Ambas fizeram o caminho para o Centro juntas e só se separaram quando Cristiane entrou na escola. Susana passou a manhã inteira andando, pedindo emprego em todos os estabelecimentos nas redondezas, mas sem sucesso. Estava quente demais para andar ao sol de meio dia, então entrou no shopping e sentou-se na praça de alimentação para descansar. Não tinha a intenção de comer nada, porque não tinha mais condição de esbanjar, mas estava faminta. "Se for só uma casquinha, nem vai doer...", pensou. Dirigiu-se à uma sorveteria recém aberta na intenção de repor minimamente suas forças e seguir sua busca por um emprego razoável. A atendente era uma mulher mais velha, olhos e cabelos escuros e muita maquiagem no rosto. Susana pediu seu sorvete e esperava por ele silenciosamente, mas o semblante cansado que exibia chamou a atenção da exótica atendente

- Tu tá caída, hein. Que que é? Que que foi? Por que que tu tá nessa?

- Ah, estou só cansada... - Susana não estava com a menor vontade de conversar

- Cansada do quê? - a mulher mascava ruidosamente um chiclete enquanto colocava o sorvete na casquinha de massa de wafer

- Estive procurando emprego o dia todo e não achei nada - Susana estava quase babando no balcão observando a mulher preparar seu "almoço"

- Pois acaba de achar! - disse a mulher, entregando a casquinha à Susana - Abri a sorveteria aqui no shopping tem poucas semanas e ninguém tinha se candidatado à vaga de atendente.
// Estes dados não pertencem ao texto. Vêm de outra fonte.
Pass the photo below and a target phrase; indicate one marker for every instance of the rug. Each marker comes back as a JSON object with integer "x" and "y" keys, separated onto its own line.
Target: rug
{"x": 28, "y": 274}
Sou a dona daqui. Meu nome é Wanda. Sei que você deve querer algo melhor que balconista de sorveteria, mas, pelo menos, vai trabalhar num lugar mais fresco e seguro. E vai poder tomar um sorvetinho vez ou outra. Entra aí, vou te ensinar o que você tem que saber e falar das formalidades.
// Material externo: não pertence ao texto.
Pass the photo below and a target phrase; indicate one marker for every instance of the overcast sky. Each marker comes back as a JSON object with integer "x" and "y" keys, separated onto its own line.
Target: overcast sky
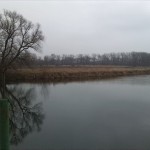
{"x": 84, "y": 26}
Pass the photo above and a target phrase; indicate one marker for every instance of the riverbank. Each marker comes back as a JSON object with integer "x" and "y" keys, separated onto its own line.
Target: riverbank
{"x": 54, "y": 74}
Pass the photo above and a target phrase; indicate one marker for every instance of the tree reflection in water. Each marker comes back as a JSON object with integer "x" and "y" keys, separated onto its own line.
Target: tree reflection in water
{"x": 25, "y": 114}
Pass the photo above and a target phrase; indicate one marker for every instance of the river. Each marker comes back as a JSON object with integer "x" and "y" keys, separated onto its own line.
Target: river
{"x": 111, "y": 114}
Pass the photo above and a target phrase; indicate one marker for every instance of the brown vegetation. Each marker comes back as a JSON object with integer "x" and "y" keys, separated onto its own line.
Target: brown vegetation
{"x": 71, "y": 73}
Realmente, Susana queria algo melhor, mas não tinha recebido nenhuma proposta mais interessante que essa. Tinha pressa pra resolver logo isso e se tornar mais independente. Por ainda ser menor de idade, não tinha carteira de trabalho nem nenhuma das grandes exigências que deveriam ser cumpridas. Isso tornou todo o processo de contratação bem mais rápido de resolver. Meio ilegal e contornando as leis trabalhistas, mas foi rápido, principalmente porque dona Wanda tinha pressa. Já começaria no dia seguinte. Mas antes de sair, Susana ainda estava pensando em uma coisa:

- Dona Wanda, por acaso a senhora me reconhece de algum lugar? Tipo, de uns anos atrás...?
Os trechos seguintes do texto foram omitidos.